De lidstaten konden uiterlijk op 1 augustus 2019 overgaan tot herziening van het percentage van hun nationale maximum voor rechtstreekse betalingen dat zij willen toewijzen aan vrijwillige gekoppelde steun, alsmede van hun gedetailleerde steunbesluiten (d.w.z. een lijst van steunmaatregelen en de overeenkomstige middelen, doelen enz.). Deze herziening zal, in voorkomend geval, van toepassing zijn vanaf het aanvraagjaar 2020.

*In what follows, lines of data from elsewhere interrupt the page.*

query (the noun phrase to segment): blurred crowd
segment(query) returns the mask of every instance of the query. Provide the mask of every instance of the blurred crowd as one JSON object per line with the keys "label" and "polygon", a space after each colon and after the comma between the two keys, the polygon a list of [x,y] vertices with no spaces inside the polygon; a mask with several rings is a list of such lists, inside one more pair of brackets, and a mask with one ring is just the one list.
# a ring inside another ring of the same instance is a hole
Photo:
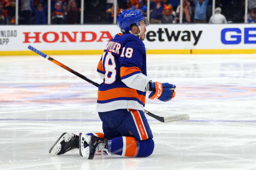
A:
{"label": "blurred crowd", "polygon": [[[19,24],[47,23],[47,0],[18,0]],[[150,1],[150,23],[249,23],[256,22],[256,0],[248,0],[248,14],[245,18],[245,0],[215,0],[212,14],[212,0]],[[0,0],[0,24],[14,24],[15,0]],[[84,23],[113,23],[114,0],[84,0]],[[51,0],[51,23],[79,24],[81,0]],[[181,10],[182,7],[182,10]],[[126,9],[140,10],[147,15],[147,0],[117,0],[117,15]]]}

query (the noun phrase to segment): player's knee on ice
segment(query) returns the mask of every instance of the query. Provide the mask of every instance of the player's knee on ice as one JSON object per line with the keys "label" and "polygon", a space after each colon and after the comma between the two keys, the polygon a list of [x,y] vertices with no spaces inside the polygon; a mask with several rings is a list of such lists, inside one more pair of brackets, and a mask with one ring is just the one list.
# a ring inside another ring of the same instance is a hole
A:
{"label": "player's knee on ice", "polygon": [[[155,143],[152,138],[137,141],[139,144],[139,149],[137,157],[146,157],[150,156],[153,152]],[[138,145],[137,144],[137,145]]]}

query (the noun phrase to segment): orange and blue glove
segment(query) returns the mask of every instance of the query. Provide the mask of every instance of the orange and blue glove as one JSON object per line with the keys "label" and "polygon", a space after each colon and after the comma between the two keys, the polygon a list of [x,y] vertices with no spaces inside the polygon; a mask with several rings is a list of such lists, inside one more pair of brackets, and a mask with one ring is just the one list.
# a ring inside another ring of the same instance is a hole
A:
{"label": "orange and blue glove", "polygon": [[150,91],[152,92],[148,98],[150,99],[157,99],[163,101],[169,101],[174,97],[175,88],[175,85],[168,83],[153,82],[150,87]]}

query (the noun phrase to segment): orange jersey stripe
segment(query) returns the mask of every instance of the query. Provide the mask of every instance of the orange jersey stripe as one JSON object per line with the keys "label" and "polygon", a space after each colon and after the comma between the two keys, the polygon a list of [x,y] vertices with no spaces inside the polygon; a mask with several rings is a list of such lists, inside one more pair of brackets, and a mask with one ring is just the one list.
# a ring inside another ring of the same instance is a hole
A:
{"label": "orange jersey stripe", "polygon": [[126,67],[123,66],[120,68],[120,76],[122,78],[122,76],[135,72],[137,71],[141,72],[141,70],[140,70],[140,69],[137,67]]}
{"label": "orange jersey stripe", "polygon": [[101,62],[101,60],[100,60],[100,61],[99,62],[99,64],[98,64],[97,69],[104,72],[104,69],[103,69],[102,62]]}
{"label": "orange jersey stripe", "polygon": [[98,91],[98,100],[107,100],[118,97],[136,98],[145,104],[146,96],[138,94],[135,89],[126,88],[117,88],[105,91]]}
{"label": "orange jersey stripe", "polygon": [[125,156],[135,157],[137,155],[137,141],[134,137],[126,137],[126,148]]}
{"label": "orange jersey stripe", "polygon": [[147,139],[148,137],[147,134],[147,132],[144,128],[144,125],[142,120],[140,118],[139,112],[137,110],[134,110],[130,113],[133,115],[134,118],[135,119],[134,123],[137,125],[138,133],[140,134],[140,136],[141,137],[141,140]]}

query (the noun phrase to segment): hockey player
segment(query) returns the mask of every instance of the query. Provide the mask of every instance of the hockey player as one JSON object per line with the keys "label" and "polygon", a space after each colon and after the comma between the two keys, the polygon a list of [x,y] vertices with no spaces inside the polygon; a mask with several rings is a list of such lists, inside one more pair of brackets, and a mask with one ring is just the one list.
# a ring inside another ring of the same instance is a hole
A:
{"label": "hockey player", "polygon": [[144,114],[146,92],[149,98],[167,101],[175,86],[153,82],[147,76],[146,49],[142,40],[148,21],[139,11],[121,12],[117,25],[122,33],[113,37],[104,49],[97,71],[102,78],[97,109],[103,133],[64,133],[49,152],[63,154],[78,148],[93,159],[99,151],[127,157],[147,157],[153,152],[153,135]]}

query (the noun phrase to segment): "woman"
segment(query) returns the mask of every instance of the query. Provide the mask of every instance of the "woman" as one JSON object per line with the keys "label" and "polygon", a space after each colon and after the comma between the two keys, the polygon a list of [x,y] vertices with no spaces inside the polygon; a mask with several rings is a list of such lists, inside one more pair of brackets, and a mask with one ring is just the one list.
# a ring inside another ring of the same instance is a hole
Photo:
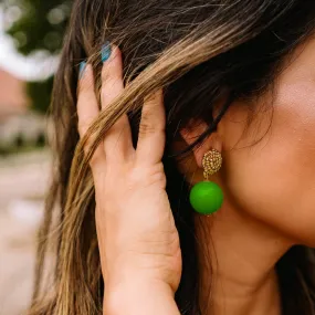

De lidstaten zullen echter slechts uiterlijk op 31 december 2019 of kort daarna kennis moeten geven van hun overdrachten tussen de pijlers, die gevolgen zullen hebben voor de nationale maxima voor rechtstreekse betalingen voor het kalenderjaar 2020. De lidstaten die flexibiliteit tussen de pijlers toepassen, kenden op 1 augustus 2019 (de uiterste datum voor de herziening van de vrijwillige gekoppelde steun) hun definitieve nationale maximum voor rechtstreekse betalingen voor het betrokken kalenderjaar dus nog niet. Dit kan leiden tot inconsistenties binnen het besluit inzake vrijwillige gekoppelde steun en kan ook een overschrijding van het begrotingsmaximum veroorzaken. De lidstaten moeten dus de mogelijkheid krijgen om hun besluit inzake vrijwillige gekoppelde steun te herzien en mee te delen op het moment dat zij een besluit nemen over de flexibiliteit tussen de pijlers, d.w.z. eind 2019 of kort daarna. Deze tweede herziening van de vrijwillige gekoppelde steun voor het kalenderjaar 2020 moet echter worden beperkt tot wat nodig is voor de aanpassing aan het besluit over de flexibiliteit tussen de pijlers.